The lower court's ruling sets a dangerous precedent, said a brief filed this week by the college groups. The lower court took away the right of Wisconsin, and potentially other public colleges and universities, to support some student activities but to deny funds to organizations for worship services, proselytizing, or other activities that explicitly involve the practice of religion, according to the brief. The groups that sued Wisconsin and that are satisfied with the lower court's ruling argue that universities should not treat religious activities in any way differently from other student activities -- and that the limits used by Wisconsin infringed on the First Amendment.

The issue of how much deference public colleges and universities must grant religious student groups has become increasingly contentious in federal courts. Just last year, the Supreme Court ruled, 5 to 4, that public colleges and universities may require religious organizations seeking recognition or funds as campus groups to comply with anti-bias rules. In that case, the Christian Legal Society lost a fight to be recognized as a student group by the University of California Hastings College of Law; the law school denied recognition because the society bars gay people from becoming members, in violation of the equal opportunity rules at Hastings.

The Wisconsin case was brought by Badger Catholic, which has been involved in years of debate with the university over which of its activities are eligible to receive student fees. The ruling was in part based on a series of Supreme Court decisions that have upheld the use of public funds for the activities of religious groups.

A key part of the 2-to-1 ruling of by the U.S. Court of Appeals for the Seventh Circuit involved the university's decision to fund broad categories of activities in the first place. The majority decision indicated that the university could have blocked student fees from going to the activities in question if it had blocked entire categories of support -- whether conducted by secular or religious groups. Once a university allows any category of student activity to receive support, however, the court ruled that it can't bar support for that activity just because it may involve worship.

"A university can define the kind of extracurricular activity that it chooses to promote, reimbursing, say, a student-run series of silent movies and a debate team, while leaving counseling to the student-health service that the university operates itself," said the decision. "But the University of Wisconsin has chosen to pay for student-led counseling, and its decision to exclude counseling that features prayer is forbidden."

The university and the higher education associations acknowledge that public colleges can't bar funding from going to student groups just because they are religious in nature. So under the university's rules, if Badger Catholic and a secular humanist group both wanted funds for a lecture series, even one informed by the beliefs of the groups, both would be eligible.

But the university argues (now with backing from the higher education groups) that certain kinds of religious activities -- worship and proselytizing, for example -- should not be supported by funds collected by a state college or university. Under the principles of the separation of church and state, the university and its backers say, public institutions shouldn't support those activities, but should protect the right of all to have religious faith or not as they desire.

The brief from the college groups notes the explicitly religious nature of the activities of Badger Catholic that the university declined to support.
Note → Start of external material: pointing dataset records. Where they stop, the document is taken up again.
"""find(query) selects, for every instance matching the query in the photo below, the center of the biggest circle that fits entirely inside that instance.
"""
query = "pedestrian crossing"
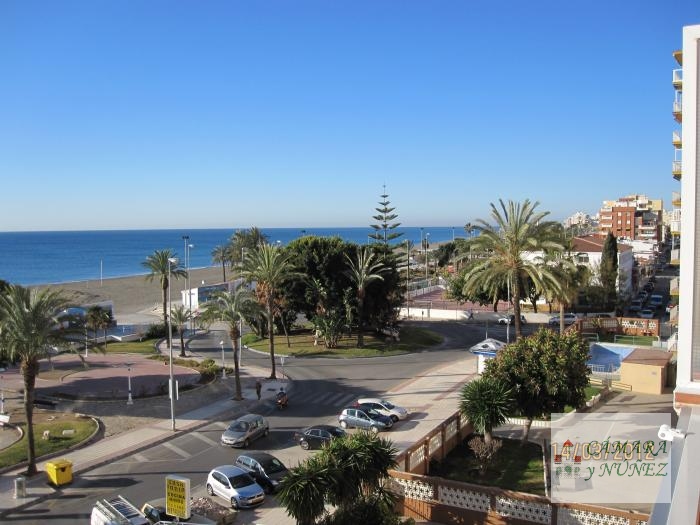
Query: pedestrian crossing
(327, 399)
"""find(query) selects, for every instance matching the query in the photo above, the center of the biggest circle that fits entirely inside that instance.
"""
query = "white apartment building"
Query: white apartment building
(685, 451)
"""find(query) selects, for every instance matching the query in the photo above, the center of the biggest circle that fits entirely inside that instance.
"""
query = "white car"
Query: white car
(236, 486)
(384, 407)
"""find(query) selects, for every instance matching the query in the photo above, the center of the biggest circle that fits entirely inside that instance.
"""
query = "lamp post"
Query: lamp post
(129, 401)
(188, 246)
(171, 261)
(427, 242)
(223, 363)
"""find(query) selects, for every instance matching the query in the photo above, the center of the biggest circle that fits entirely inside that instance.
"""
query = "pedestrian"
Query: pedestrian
(258, 388)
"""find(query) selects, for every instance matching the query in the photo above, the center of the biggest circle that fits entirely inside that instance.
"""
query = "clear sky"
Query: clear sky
(183, 114)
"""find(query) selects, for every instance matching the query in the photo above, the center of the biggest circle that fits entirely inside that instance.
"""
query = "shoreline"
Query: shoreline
(135, 299)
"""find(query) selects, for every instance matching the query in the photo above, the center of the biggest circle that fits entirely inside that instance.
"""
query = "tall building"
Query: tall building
(635, 217)
(685, 450)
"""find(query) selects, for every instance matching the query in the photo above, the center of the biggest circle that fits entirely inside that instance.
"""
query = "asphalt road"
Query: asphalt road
(321, 388)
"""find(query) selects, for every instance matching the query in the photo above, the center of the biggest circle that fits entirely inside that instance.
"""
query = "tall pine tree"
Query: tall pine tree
(608, 270)
(384, 231)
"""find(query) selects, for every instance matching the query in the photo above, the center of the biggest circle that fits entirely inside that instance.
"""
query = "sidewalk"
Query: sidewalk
(431, 397)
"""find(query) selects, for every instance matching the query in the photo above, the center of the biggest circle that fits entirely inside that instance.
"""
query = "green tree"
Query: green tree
(545, 372)
(29, 328)
(384, 230)
(608, 271)
(231, 308)
(363, 270)
(486, 404)
(245, 241)
(158, 263)
(179, 317)
(98, 318)
(269, 266)
(347, 474)
(518, 229)
(221, 255)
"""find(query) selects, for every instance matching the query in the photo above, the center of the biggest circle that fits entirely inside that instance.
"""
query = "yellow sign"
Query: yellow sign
(177, 496)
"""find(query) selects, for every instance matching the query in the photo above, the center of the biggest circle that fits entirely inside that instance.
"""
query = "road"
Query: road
(321, 388)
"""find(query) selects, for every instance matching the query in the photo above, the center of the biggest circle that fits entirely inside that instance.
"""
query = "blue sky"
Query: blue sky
(126, 114)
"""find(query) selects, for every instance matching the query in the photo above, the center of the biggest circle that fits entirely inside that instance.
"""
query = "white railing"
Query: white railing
(677, 76)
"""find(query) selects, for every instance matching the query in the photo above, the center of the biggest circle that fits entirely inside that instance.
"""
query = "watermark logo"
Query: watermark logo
(605, 458)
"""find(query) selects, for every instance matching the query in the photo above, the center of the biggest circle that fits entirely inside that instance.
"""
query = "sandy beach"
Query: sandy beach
(136, 300)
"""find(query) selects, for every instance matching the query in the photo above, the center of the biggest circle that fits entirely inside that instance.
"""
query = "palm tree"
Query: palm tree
(99, 318)
(362, 272)
(161, 268)
(269, 267)
(220, 255)
(568, 275)
(231, 308)
(29, 327)
(486, 404)
(179, 317)
(518, 229)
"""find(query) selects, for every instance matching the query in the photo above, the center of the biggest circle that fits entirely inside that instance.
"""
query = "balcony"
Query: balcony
(678, 55)
(676, 199)
(678, 78)
(675, 257)
(677, 142)
(677, 169)
(678, 111)
(673, 315)
(674, 287)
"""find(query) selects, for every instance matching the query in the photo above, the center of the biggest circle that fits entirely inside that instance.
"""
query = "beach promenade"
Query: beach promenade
(434, 394)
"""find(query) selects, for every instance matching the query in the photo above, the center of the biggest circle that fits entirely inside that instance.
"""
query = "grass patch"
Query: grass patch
(514, 468)
(302, 344)
(592, 391)
(17, 453)
(145, 347)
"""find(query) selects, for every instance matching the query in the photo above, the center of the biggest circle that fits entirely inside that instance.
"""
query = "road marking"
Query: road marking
(204, 438)
(177, 450)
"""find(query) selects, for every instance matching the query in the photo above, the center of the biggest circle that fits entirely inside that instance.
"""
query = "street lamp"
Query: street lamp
(171, 261)
(129, 401)
(223, 363)
(188, 246)
(427, 242)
Among them were summer training camps with Roman Catholic Masses, a program to bring nuns to campus to help students determine if they have the calling to be priests, and the distribution of Rosary booklets.

Public colleges and universities should have the right to set reasonable rules for student activities, as long as those rules do not require endorsement of certain views, the brief says. Further, it says that just because an activity (like prayer) is legal does not mean that a public college must provide it with funds.

State colleges and universities "need not fund all expressive activities covered by the First Amendment," the brief says. "Flag burning is to some degree a protected activity; so is nude dancing. But a university need not fund a flag burning club or a nude dancing society if doing so would not advance the purposes of its [registered student organization] program or its educational mission, so long as the denial of recognition or funding is not based on the viewpoint of the would-be [registered student organizations]."

Ada Meloy, general counsel of the American Council on Education, said that the appeals court's ruling was of concern to many public colleges and universities, not just Madison. Meloy said she hadn't done a survey to see how many colleges have similar policies to those of Madison, but that she knew many have them. The University of Wisconsin "is not an outlier," she said.

Six other groups joined the brief: the American Association of Community Colleges. the American Association of State Colleges and Universities, the American Dental Education Association, the Association of American Universities, the Association of Public and Land-grant Universities, and NASPA: Student Affairs Administrators in Higher Education.

Jordan Lorence, senior counsel for the Alliance Defense Fund, which sued the university on behalf of Badger Catholic and works on behalf of religious individuals and organizations, criticized the higher education groups for their stance on the case. "It's very disappointing that this brief was written because the universities are basically asking the Supreme Court to be free of the First Amendment when it comes to equal access to facility use and equal access to student fee money," Lorence said. "To allow a university to pick and choose between the private groups it will support on campus is diametrically opposed to the First Amendment."

The higher education groups' brief, Lorence said, is "about singling out religious groups." Further, he said that such a stance "is all the more shocking because it is coming from academics who should understand freedom of speech and the value of a marketplace of ideas."